• Question: What is stopping you find a cure for cancer?

    Asked by maddie to Gioia, Iain, Jo, Leo, Mariam on 21 Jun 2010 in Categories: . This question was also asked by victor.
    • Photo: Joanna Watson

      Joanna Watson answered on 15 Jun 2010:


      Hi Maddie.
      I don’t really work on finding a cure for cancer. I try to find out what causes cancer so that we can try to stop people getting it in the first place. I also work on cancer screening so that we can try to diagnose cancer early or even catch pre-cancers before they turn into cancers.

    • Photo: Mariam Orme

      Mariam Orme answered on 20 Jun 2010:


      There almost certainly won’t ever be a single cure for cancer, because cancer isn’t really just one disease: each type of cancer is different, and even if two people have the same type of cancer it will be at least slightly different in each person.
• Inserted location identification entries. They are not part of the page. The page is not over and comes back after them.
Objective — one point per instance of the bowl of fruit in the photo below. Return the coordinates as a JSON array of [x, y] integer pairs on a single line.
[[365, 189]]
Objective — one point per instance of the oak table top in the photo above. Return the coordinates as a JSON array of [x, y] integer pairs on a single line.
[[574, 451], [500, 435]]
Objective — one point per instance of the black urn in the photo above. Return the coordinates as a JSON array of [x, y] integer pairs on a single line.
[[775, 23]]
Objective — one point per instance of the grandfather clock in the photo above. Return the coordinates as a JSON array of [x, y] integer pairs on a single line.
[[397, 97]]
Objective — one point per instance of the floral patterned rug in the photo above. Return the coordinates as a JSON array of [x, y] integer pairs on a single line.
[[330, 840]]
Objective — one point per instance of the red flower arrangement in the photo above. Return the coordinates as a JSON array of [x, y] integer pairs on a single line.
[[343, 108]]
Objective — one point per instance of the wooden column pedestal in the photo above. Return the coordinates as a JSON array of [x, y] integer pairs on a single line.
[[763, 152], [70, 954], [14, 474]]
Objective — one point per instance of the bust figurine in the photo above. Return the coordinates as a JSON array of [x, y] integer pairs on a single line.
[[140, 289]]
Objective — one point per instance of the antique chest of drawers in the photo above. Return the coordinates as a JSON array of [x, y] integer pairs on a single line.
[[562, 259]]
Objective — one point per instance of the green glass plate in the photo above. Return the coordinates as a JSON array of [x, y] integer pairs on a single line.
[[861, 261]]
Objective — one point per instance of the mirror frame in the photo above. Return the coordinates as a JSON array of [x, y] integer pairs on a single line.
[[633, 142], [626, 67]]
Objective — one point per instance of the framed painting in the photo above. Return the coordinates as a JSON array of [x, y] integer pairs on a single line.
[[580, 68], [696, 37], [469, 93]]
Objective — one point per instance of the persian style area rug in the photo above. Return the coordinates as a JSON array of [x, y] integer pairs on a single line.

So each individual cancer will respond differently to different drugs.
      That means that we have an awful lot of diseases to find cures for!

    • Photo: Leo Garcia

      Leo Garcia answered on 21 Jun 2010:


      Cancer is an enormously complex range of over 200 diseases – and so a ‘cure for cancer’ doesn’t really make sense. Our limits of understanding are hard to define though – it would be easy to blame it on money, or lack of people. I suppose that underdeveloped technology could also be a limiting factor – although our ability to rapidly sequence DNA has been of great help to cancer research.

      I think though, that the complexity of the problem is the main thing preventing progress. It’s a great question, and one which research institutes must ask themselves regularly – and attempt to answer!